Sync.ME Launches Android Version After Hitting Five Million Installs On iPhone

Cobook, a contact management app alternative to Mac OS X’s default address book, today released its iOS version, which creates a unified address book by syncing your iPhone contacts with data from social networks. But the game just got more competitive, as Sync.ME, a social contact synchronization service which can display on the screen the latest Facebook statuses or photos from the person calling, today launched an Android version of the app, which you can download from the Google Play store here.

Sync.ME syncs your phone contacts with their Facebook info, including emails, photos, and birthdays, by using a proprietary algorithm that they say can identify and match contacts in spite of potential misspellings and slight text variations between the user’s phonebook and the way it appears on Facebook.

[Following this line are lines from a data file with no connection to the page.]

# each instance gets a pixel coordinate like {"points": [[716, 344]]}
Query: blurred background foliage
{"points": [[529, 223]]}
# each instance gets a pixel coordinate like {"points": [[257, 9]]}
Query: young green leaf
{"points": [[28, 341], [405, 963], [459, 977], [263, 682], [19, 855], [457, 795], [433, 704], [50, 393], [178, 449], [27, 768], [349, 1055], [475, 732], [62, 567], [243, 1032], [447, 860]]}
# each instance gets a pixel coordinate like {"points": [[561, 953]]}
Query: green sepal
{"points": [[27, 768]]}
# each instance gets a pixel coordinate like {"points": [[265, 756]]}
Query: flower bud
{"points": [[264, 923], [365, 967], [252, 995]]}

The new Android app also updates the native address book on a user’s phone, which means other third-party apps can use the right information, as well. For example, if a user has WhatsApp on their phone, it will be able to access and use the updated and accurate contact info. The app runs automatically in the background on Android phones and checks for updates every day.

As a result it claims to be syncing a billion contacts a week now. So its move into Android should boost its numbers even further. Sync.ME founder and CTO Ken Vinner says the company wants to become a standard for contact syncing across mobile and social platforms, and they are well-funded to achieve this, recently closing a $4 million funding round with undisclosed private investors.

SyncME competes with other iOS address book replacement apps, including Cobook, a bootstrapped startup from Latvia which has seen 300,000 downloads of its Mac app, Addappt, Plaxo, Brewster and Xobni’s Smartr, among others.